Unfortunately, when doctors’ mistakes do happen, the consequences can be disastrous – even fatal. In which direction should we in Sri Lanka tread? The path traced by the West? Or go back to our own traditions and culture? Our social relations are based on the ‘Eastern Philosophical Tradition’. The Sri Lankan social milieu is predominantly based on Buddhist Philosophy – ‘The Four Noble Truths’ and ‘The Eightfold Path’ and the values of Meththa, Karuna, Muditha and Upeksha.
We are ‘serendipitously’ placed. We are a nation where all 4 major religions are practiced. Do we need to follow or abide by the Western medical ethical tradition coming down from Aesclepius and Hippocrates ?

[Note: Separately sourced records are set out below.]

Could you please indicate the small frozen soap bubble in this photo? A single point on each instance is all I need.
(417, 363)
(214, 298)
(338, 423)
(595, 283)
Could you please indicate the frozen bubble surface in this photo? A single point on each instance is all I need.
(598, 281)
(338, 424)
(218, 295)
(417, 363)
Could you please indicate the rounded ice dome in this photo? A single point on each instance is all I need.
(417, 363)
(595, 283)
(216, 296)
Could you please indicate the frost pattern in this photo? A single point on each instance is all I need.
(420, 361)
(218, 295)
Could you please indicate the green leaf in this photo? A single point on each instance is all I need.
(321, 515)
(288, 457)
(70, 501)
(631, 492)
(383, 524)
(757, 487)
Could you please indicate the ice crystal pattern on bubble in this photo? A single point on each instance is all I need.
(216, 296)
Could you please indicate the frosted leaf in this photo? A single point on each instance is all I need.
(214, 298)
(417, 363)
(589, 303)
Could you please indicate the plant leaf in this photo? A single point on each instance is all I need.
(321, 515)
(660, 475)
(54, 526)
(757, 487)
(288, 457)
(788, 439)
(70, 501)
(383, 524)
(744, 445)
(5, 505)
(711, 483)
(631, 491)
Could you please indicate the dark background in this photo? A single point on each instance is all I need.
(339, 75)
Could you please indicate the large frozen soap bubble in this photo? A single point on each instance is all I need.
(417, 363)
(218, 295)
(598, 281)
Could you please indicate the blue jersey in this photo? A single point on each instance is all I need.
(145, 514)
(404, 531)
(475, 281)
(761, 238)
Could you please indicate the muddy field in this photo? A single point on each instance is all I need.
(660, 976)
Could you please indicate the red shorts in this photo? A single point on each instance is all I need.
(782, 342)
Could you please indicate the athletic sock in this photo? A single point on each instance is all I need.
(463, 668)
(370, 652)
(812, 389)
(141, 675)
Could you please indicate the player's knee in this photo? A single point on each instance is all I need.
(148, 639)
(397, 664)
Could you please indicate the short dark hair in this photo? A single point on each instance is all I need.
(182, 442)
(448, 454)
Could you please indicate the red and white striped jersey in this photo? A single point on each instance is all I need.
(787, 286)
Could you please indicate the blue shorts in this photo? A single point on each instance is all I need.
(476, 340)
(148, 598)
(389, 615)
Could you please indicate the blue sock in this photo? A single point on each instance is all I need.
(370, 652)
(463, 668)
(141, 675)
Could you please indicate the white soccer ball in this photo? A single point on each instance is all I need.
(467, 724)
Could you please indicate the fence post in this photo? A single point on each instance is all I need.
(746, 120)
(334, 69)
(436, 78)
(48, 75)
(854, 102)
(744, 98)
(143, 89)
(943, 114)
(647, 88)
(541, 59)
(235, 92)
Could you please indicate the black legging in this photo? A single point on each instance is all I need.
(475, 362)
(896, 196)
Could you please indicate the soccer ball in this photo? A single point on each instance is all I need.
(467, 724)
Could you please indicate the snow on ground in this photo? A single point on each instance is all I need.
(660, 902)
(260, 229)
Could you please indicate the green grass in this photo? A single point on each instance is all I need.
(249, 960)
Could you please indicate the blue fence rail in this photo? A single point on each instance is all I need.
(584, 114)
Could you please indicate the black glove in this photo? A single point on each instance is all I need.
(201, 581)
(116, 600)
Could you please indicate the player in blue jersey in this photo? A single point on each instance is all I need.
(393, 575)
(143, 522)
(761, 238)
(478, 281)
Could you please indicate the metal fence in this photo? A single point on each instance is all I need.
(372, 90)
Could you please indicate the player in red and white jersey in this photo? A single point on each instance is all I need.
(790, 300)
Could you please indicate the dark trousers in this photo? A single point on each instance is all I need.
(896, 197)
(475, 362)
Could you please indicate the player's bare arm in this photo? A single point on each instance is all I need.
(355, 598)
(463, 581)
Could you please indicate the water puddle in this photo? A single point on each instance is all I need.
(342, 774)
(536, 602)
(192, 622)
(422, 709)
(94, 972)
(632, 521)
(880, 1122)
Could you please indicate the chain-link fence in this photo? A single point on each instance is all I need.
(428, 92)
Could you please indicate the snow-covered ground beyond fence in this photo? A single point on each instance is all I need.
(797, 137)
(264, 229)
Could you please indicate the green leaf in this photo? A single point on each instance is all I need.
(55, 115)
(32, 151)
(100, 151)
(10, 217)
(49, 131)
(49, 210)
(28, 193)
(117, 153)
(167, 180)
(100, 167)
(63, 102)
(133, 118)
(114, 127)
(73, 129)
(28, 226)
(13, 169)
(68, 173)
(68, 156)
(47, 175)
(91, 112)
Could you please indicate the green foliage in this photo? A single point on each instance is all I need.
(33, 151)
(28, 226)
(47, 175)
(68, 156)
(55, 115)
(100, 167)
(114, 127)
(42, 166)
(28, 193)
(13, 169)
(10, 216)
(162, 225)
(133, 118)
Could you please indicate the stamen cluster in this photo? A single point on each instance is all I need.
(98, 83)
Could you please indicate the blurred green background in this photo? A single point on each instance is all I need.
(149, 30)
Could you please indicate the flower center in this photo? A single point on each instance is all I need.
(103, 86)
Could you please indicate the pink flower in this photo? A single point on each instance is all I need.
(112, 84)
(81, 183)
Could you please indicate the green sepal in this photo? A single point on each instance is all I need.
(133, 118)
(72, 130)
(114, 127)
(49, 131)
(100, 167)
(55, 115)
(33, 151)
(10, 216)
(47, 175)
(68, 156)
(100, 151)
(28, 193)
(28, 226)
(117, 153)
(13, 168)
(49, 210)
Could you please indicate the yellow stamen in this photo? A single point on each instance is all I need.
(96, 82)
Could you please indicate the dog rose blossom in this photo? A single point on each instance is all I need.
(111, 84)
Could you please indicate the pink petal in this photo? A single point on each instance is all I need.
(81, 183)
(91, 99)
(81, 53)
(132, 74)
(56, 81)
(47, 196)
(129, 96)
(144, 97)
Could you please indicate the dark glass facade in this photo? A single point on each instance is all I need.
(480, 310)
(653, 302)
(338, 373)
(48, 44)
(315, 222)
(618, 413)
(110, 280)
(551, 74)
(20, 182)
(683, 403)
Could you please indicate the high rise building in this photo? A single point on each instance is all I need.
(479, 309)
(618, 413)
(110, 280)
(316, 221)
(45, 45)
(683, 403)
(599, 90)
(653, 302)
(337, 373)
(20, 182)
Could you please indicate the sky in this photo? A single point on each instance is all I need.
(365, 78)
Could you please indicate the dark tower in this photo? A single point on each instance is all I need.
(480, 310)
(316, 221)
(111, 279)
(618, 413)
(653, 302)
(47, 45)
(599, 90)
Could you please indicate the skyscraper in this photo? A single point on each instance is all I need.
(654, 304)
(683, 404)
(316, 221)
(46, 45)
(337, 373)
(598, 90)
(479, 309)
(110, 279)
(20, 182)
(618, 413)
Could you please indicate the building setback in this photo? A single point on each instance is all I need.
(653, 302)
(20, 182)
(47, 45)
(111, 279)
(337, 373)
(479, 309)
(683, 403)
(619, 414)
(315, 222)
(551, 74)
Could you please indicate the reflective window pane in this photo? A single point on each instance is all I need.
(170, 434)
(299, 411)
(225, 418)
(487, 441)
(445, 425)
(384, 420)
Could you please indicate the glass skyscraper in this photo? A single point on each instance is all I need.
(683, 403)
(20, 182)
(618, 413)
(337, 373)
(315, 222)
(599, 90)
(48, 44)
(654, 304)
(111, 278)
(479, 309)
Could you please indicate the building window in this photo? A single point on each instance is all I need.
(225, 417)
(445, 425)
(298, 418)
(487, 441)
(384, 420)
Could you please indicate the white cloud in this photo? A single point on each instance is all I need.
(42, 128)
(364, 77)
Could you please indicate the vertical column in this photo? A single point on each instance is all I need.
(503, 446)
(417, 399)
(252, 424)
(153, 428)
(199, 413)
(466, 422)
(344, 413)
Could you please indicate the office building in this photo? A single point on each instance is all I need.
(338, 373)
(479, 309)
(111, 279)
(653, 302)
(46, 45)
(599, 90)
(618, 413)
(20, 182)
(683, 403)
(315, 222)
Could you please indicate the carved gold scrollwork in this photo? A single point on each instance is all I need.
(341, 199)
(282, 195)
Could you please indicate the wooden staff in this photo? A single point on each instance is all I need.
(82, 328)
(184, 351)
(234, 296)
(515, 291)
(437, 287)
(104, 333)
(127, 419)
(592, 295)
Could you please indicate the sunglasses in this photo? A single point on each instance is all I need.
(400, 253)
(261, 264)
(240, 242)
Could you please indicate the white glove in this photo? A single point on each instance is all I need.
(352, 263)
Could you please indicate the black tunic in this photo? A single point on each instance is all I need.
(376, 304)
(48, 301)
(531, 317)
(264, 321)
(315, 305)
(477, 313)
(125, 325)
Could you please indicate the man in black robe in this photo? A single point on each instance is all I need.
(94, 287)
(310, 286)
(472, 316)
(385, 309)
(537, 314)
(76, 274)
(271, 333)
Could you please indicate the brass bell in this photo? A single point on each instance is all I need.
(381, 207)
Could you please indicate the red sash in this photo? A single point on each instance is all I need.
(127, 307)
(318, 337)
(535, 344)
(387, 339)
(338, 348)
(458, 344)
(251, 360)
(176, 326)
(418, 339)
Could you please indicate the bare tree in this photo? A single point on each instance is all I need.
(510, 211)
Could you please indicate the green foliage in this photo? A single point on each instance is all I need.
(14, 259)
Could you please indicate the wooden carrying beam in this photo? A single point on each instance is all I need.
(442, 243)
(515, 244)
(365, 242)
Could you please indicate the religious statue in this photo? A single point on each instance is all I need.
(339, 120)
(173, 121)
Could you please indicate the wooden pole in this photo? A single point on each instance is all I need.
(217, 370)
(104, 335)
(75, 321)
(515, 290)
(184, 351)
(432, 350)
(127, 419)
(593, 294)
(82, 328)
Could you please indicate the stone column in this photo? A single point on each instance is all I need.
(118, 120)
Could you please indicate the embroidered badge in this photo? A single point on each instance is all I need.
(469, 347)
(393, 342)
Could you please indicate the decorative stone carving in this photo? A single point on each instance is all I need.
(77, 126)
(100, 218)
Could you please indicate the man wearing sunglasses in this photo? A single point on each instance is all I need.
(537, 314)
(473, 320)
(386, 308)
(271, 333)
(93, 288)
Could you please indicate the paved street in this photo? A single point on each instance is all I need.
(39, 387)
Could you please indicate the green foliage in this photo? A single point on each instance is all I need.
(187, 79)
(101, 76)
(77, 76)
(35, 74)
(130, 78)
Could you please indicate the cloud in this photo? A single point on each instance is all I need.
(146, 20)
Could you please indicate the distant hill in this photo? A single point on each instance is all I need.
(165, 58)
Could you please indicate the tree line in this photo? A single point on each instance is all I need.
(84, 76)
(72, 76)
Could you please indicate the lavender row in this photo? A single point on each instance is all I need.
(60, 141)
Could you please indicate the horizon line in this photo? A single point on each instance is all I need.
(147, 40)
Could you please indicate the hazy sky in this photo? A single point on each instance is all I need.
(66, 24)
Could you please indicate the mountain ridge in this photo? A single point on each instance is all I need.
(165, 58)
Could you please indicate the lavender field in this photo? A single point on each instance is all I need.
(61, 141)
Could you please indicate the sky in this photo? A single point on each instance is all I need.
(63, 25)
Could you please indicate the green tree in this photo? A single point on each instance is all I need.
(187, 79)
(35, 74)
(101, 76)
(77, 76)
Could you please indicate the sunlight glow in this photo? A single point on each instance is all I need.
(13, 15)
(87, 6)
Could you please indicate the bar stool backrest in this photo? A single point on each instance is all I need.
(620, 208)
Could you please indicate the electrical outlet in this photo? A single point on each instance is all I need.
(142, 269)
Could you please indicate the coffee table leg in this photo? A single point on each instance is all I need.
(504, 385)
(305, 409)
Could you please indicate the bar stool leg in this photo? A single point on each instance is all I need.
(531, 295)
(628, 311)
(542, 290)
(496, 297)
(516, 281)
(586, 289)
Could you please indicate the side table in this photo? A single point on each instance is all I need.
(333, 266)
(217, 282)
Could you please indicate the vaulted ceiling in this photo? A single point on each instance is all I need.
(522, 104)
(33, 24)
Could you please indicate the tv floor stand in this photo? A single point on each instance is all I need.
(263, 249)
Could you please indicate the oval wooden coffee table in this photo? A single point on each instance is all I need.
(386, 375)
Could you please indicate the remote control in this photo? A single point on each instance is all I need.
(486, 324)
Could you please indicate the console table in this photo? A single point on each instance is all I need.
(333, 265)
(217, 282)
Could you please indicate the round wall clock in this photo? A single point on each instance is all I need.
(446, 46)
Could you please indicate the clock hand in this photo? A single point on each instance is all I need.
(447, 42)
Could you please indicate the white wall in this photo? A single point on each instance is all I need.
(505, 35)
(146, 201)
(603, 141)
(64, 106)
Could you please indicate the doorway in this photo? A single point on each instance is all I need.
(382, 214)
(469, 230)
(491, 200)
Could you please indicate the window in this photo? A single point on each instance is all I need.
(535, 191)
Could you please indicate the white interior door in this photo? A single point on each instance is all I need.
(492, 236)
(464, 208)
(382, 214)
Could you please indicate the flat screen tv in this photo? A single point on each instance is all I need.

We practice Modern Western Scientific Medicine in a socio-cultural milieu seeped in ancient Eastern traditions. Can we take inspiration from those traditions and synthesise a ‘New Medical ethical tradition’ by bridging this philosophical divide?
Do we have both the creativity and the courage to do so? If we have, we can in all probability avoid the pitfalls that the practice of medicine has fallen in the West (and in particular, the USA).Let these recent unfortunate and possible unavoidable deaths open us as medical professionals to a more humane and humanistic approach to patient care in Sri Lanka.